Il y a des comparaisons qui, à force de revenir, finissent par faire sourire. Voilà François Bayrou, Premier ministre sans majorité, qui entame son grand récit budgétaire dans les colonnes du Journal du Dimanche le 4 mai. Le ton est grave, l’image soignée : « La France est comme un paquebot de croisière, le ventre alourdi de dettes, pris dans les glaces ». Une métaphore dramatique pour un diagnostic connu de tous. Mais c’est surtout la mise en scène qui frappe. Comme si le Béarnais, dans l’urgence, s’était soudainement senti investi d’un rôle historique.
Le parallèle avec le général de Gaulle n’a pas tardé à surgir dans les médias, à commencer par Le Point, qui évoque un Bayrou « messianique ». L'homme, sous ses airs modestes, semble vouloir incarner la parole que personne d’autre n’ose porter. Pourtant, entre le chef d’État et le redressement de 1958 et le chef du gouvernement de 2025, il y a plus qu’un écart de stature : il y a un monde. Car si Bayrou parle d’autorité, de responsabilité et d’effort national, il le fait à la tête d’un exécutif fragile, dépendant d’alliances précaires et des injonctions venues de Bruxelles.
Un référendum pour reprendre la main
Là où les choses prennent un tour inédit, c’est dans la proposition d’un référendum sur le budget. Une idée évoquée de nouveau par François Bayrou dans le même entretien, censée « redonner la parole aux citoyens » sur la trajectoire financière du pays. L’annonce a immédiatement fait réagir la presse étrangère. Pour la Frankfurter Allgemeine Zeitung, il s’agit d’un « aveu de faiblesse » face à un Parlement divisé. Le journal souligne que les extrêmes dominent désormais l’hémicycle et rendent tout compromis difficile.

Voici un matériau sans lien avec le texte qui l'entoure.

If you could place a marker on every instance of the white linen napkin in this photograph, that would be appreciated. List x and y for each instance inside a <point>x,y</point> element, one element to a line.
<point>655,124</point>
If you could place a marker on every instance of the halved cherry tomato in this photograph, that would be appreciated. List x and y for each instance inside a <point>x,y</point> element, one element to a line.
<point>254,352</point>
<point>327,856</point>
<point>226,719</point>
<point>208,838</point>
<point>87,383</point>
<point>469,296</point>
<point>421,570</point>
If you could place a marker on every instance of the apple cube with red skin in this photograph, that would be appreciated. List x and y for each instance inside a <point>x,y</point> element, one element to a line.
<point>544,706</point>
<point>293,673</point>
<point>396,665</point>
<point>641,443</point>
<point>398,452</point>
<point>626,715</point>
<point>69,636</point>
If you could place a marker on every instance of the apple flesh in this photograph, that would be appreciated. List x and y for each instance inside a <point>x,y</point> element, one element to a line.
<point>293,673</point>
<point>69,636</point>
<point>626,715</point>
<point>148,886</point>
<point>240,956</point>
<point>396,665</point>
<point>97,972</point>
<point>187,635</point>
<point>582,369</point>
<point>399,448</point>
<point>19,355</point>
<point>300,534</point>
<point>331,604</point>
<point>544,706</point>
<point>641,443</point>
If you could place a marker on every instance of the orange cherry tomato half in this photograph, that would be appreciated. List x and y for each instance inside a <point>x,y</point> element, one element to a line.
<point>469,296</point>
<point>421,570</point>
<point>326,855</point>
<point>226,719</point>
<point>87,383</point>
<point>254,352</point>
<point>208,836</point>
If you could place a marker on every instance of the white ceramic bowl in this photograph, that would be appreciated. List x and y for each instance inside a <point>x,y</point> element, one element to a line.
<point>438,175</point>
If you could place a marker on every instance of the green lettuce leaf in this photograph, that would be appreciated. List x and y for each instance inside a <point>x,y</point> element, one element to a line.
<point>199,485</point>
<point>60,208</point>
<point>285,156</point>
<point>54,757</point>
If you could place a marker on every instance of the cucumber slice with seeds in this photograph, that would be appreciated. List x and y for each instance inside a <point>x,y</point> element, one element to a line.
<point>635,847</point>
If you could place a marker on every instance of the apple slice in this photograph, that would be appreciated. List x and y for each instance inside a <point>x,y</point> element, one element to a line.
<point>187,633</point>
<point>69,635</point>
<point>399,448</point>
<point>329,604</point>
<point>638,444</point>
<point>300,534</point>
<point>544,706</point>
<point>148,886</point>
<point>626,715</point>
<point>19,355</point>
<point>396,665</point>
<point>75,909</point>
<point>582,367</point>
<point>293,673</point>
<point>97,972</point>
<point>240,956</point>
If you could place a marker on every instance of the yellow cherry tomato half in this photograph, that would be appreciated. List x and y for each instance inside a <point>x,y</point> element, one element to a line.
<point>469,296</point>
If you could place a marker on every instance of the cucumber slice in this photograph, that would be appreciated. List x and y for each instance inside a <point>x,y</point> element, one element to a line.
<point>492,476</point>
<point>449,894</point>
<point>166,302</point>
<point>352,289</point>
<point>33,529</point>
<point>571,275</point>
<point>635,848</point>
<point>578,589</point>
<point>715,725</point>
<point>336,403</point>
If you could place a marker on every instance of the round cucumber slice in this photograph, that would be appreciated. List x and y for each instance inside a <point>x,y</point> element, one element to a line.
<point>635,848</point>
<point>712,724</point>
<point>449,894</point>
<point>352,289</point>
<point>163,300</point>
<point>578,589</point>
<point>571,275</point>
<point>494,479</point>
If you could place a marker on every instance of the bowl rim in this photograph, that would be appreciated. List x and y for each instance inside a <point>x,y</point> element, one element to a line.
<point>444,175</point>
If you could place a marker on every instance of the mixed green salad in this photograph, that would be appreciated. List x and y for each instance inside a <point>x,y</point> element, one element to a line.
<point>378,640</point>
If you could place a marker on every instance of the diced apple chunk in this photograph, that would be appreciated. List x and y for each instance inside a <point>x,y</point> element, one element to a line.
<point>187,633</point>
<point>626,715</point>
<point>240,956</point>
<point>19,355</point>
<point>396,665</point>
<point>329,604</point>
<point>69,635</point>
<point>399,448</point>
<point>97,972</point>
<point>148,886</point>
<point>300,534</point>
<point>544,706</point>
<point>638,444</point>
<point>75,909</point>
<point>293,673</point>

Mais surtout, l’initiative pose un problème de fond : d’un point de vue constitutionnel, seul le président de la République peut convoquer un référendum. Politico rappelle que Bayrou, s’il veut vraiment aller au bout de cette idée, devra convaincre Emmanuel Macron — et obtenir un soutien politique peu probable. Le média bruxellois Le Soir parle d’un « geste pour l’image » plus que d’une mesure applicable. La droite parlementaire n’y croit pas non plus : Laurent Wauquiez a dénoncé un manque de courage dans une tentative de détourner l’attention.
Une austérité camouflée sous un vernis démocratique
Pendant ce temps, sur le terrain social, la colère monte. Le 6 mai, la CFDT et les associations du collectif « Pacte du pouvoir de vivre » ont tiré la sonnette d’alarme. Elles dénoncent un plan de rigueur sans précédent : 40 milliards d’euros d’économies prévues dès 2026. Marylise Léon, secrétaire générale du syndicat, a été claire : « Peut-on vraiment parler de sérieux budgétaire quand on coupe dans la santé, l’éducation et la transition écologique ? ».
La contestation ne porte pas sur la nécessité de réduire le déficit, mais sur la manière. Derrière l’enrobage institutionnel du référendum, c’est une politique d’austérité classique qui se dessine, appliquée dans un contexte de grande fragilité sociale. La promesse de démocratie participative sonne comme une tentative d’éteindre l’incendie, alors même que les professionnels et les acteurs de terrain se disent ignorés.
Le retour de la solennité, sans la souveraineté
Le projet de François Bayrou, malgré son habillage républicain, bute sur un paradoxe : vouloir réaffirmer la souveraineté budgétaire tout en restant enfermé dans un cadre fixé par d’autres. Les règles de Bruxelles, la pression des agences de notation et les contraintes de la BCE limitent toute marge réelle de manœuvre. Et c’est bien là que le parallèle avec De Gaulle se casse. Car si le général avait imposé un tournant dans un pays en ruines, Bayrou agit dans un système verrouillé, sans levier ni légitimité électorale directe.
À défaut de pouvoir réformer, il parle. Et dans un pays où les gouvernements passent les uns après les autres sans convaincre, où les institutions s’usent, ce verbe solennel n’est plus suffisant. L’idée d’un référendum aurait pu ouvrir un vrai débat démocratique. Mais en l’état, cela ressemble davantage à un outil de communication qu’à une réponse politique. Une sortie par le haut… qui évite surtout d’assumer l’échec du pouvoir actuel.